Alongside this plate of seafood I also grilled some giant tiger prawns in their shells. These were placed under a really hot grill, after they were fully defrosted and brushed with some olive oil. The main reason for these prawns is twofold, one is the visual impact, secondly was flavour. They were delicious, though of course were quite messy to peel.

Taste the Difference Whole Giant King Tiger Prawns

We also had some dressed crab, these were small crab shells filled with a crab pate and white crab meat. They looked really nice, but lacked the depth of flavour I would liked to have. This was served with some fresh crusty bread.

Dressed Crab


Another successful dish was some clams. I got a pack of frozen Big and Juicy clams from the Big Prawn Company which I mananged to buy at Waitrose.

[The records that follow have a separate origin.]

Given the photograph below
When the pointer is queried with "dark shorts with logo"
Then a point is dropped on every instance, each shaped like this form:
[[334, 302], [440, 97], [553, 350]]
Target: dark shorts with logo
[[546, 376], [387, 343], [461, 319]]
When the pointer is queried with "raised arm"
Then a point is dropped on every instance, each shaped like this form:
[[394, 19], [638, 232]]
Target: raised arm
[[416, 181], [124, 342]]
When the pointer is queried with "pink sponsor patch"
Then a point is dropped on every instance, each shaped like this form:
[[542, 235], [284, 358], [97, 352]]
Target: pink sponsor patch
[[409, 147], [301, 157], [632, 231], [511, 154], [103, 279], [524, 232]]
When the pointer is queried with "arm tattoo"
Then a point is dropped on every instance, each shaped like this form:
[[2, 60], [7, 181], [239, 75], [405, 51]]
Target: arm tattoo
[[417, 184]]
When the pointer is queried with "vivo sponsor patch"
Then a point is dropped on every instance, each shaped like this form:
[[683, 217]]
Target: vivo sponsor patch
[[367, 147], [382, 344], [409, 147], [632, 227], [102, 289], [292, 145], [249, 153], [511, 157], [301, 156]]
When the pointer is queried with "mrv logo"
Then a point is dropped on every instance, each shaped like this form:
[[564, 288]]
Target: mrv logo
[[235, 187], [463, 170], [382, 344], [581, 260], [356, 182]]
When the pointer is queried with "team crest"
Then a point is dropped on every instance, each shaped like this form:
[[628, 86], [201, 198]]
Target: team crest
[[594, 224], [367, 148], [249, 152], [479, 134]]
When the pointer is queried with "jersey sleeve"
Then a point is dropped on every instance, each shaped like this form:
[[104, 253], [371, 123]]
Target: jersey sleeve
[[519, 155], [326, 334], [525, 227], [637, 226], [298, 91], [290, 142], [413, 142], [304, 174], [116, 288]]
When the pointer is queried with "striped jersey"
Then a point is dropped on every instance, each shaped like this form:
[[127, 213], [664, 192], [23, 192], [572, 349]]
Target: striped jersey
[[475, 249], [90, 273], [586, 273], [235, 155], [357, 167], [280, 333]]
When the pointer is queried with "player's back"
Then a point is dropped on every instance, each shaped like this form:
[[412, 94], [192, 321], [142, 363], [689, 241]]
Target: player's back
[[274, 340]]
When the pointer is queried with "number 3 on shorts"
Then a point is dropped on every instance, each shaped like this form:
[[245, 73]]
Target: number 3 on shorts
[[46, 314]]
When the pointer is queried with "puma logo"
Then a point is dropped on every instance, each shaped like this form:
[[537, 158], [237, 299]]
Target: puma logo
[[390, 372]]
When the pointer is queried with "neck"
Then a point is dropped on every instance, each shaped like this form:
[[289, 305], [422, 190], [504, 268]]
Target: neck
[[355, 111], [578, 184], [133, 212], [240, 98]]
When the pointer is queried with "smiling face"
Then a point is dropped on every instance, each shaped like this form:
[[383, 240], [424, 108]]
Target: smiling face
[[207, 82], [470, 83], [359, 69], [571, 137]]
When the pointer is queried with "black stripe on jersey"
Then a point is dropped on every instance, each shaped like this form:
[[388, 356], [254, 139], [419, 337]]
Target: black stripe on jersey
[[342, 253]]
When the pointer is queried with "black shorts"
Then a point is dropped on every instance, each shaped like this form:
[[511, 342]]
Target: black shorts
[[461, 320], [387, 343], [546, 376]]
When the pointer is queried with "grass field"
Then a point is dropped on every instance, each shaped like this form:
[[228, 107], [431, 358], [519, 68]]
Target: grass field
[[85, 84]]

Big and Juicy clams from the Big Prawn Company

Again the key was to ensue they were properly defrosted before cooking, well they’re cooked already, all they really needed was heating up. I did this in a pan with some freshly chopped garlic and parsley. I thought they were delicious and very good value at £3.29. I think they would also work with linguine if wanted pasta and seafood.

We also cooked some salmon, this was roasted in the oven with a little olive oil.

Overall this was a delicious meal, we served it with some fresh salad and I also made a paella.